Sid Robinson

Personal information
- Nationality: American
- Born: December 6, 1902 Winona, Mississippi, U.S.
- Died: January 8, 1982 (aged 79) Bloomington, Indiana, U.S.

Sport
- Sport: Middle-distance running
- Event: 1500 metres

= Sid Robinson (athlete) =

American middle-distance runner

Sidney Robinson Jr. (December 6, 1902 - January 9, 1982) was an American physiologist who had been a middle-distance runner. He competed in the men's 1500 metres at the 1928 Summer Olympics. He earned a PhD from Harvard University in 1938 and was a professor emeritus of physiology at Indiana University. His research in the effects of thermal stress on the human body led to the development of better clothes for the United States military.

Sidney Robinson was born near Lodi, Montgomery County, Mississippi on December 6, 1902, to parents Sidney I. Robinson and Emma Townsend Robinson. He attended primary school in nearby Winona, Mississippi, before attending high school in Arkansas. Robinson graduated from Mississippi A&M College, now known as Mississippi State University, with a bachelor's degree in science in 1924. While there, Robinson was a member of A&M's track team, coached by Earl C. Hayes. Robinson then attended Cornell University, where he earned a Master of Science degree in 1930. Robinson moved to Indiana University Bloomington the same year of his graduation at Cornell to serve as an assistant professor of physical and health education as well as assistant track coach under Hayes. At Indiana, Robinson's cross-country teams won five straight Big Ten Conference championships and three national Amateur Athletic Union championships.

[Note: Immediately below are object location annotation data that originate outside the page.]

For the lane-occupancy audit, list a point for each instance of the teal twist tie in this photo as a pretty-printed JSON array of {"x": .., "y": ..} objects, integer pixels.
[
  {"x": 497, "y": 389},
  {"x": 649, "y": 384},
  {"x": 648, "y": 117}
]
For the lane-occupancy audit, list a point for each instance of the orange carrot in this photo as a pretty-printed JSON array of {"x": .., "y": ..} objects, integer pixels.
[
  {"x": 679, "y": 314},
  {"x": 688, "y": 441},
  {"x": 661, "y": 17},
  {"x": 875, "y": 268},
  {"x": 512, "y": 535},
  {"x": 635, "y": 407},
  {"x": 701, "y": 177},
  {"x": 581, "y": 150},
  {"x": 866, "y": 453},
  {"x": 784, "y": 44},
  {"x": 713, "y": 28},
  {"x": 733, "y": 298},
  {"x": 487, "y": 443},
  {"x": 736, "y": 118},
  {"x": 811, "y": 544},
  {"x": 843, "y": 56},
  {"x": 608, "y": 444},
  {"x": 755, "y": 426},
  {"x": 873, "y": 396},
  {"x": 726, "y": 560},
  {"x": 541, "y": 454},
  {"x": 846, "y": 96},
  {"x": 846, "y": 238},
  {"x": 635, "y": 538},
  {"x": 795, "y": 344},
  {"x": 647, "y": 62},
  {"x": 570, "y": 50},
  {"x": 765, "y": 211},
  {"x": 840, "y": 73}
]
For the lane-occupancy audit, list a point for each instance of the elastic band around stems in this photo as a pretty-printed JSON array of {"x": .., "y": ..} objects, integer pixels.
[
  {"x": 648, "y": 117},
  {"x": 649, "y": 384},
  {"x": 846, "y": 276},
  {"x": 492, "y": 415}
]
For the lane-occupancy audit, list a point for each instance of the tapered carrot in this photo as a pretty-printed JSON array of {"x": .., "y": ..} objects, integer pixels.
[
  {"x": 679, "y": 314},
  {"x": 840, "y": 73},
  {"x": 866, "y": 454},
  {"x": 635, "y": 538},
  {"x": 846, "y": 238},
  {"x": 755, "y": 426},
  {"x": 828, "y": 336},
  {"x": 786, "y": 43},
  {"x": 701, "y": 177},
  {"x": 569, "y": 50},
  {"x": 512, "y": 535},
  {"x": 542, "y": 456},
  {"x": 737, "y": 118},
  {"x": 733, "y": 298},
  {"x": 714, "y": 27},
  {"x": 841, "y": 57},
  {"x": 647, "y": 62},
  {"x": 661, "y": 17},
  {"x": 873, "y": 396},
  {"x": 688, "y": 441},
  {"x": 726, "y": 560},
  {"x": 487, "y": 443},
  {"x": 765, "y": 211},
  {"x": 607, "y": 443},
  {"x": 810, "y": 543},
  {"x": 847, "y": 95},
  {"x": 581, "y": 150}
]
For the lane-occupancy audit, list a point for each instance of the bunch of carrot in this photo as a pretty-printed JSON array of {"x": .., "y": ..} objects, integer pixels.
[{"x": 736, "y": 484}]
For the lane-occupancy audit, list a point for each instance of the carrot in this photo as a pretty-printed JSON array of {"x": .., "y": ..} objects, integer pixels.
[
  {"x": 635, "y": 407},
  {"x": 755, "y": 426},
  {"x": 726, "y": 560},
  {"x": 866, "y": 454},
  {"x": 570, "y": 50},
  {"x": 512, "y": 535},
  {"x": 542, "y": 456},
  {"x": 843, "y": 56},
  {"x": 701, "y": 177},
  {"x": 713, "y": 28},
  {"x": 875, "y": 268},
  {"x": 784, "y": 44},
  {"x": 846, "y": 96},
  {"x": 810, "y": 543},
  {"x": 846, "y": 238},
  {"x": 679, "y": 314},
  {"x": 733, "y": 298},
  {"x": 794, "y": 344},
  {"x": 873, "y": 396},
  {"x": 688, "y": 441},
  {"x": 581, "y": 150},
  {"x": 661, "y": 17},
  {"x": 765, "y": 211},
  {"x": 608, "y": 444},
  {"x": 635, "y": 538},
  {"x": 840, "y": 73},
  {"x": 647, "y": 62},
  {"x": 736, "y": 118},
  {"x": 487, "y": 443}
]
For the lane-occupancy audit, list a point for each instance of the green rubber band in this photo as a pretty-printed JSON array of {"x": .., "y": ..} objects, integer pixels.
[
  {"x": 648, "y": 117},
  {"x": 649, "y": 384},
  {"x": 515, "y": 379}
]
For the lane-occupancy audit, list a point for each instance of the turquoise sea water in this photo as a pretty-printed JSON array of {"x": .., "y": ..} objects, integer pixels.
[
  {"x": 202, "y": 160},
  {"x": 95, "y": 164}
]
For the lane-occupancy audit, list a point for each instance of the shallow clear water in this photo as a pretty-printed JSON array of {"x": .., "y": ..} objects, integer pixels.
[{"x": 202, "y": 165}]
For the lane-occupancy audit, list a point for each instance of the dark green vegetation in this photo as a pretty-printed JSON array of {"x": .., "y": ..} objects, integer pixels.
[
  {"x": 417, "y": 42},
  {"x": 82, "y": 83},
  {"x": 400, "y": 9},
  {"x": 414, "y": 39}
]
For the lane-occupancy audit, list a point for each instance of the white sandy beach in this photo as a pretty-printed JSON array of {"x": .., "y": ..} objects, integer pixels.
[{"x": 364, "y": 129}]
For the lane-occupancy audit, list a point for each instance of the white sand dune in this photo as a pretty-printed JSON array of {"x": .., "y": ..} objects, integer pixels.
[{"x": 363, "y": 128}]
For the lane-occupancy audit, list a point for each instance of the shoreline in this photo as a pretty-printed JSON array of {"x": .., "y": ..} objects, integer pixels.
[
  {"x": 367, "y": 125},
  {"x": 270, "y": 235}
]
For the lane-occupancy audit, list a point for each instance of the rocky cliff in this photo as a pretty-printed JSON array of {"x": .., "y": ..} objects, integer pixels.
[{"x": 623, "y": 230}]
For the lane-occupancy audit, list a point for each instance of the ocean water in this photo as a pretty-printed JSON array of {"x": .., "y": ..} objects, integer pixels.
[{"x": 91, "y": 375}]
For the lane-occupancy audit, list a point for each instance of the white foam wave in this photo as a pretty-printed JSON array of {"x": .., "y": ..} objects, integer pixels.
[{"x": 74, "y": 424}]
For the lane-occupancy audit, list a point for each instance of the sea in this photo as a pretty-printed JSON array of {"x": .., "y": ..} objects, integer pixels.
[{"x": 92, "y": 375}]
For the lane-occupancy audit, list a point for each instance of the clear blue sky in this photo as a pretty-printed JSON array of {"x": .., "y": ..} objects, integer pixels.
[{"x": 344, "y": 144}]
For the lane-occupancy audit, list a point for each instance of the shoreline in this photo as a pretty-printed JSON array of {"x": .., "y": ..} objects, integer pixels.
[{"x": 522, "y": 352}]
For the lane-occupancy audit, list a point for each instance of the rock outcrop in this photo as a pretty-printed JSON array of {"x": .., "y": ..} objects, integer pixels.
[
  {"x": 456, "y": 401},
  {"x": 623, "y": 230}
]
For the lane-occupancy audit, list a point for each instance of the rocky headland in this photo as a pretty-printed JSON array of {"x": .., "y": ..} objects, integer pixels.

Robinson returned to school and graduated with a PhD from Harvard University in 1938. Robinson then returned to Indiana, where he became an associate professor of physiology in 1940 and a full professor in 1946. Robinson served as the university's chairman of the departments of anatomy and physiology from 1958 until 1964. In 1967, Robinson won the Honor Award from the American College of Sports Medicine. His citation read:

A renowned athlete, skilled track coach, preeminent physiologist and experienced administrator, whose environmental laboratory at Indiana is a tribute to his genius. This award is given for his notable contributions to the physiology of exercise, of aging, of thermal stress and war time studies which led to improved clothing and equipment for the armed forces.
— American College of Sports Medicine (1967)

Robinson died on January 8, 1982, in Bloomington, Indiana. He was 79.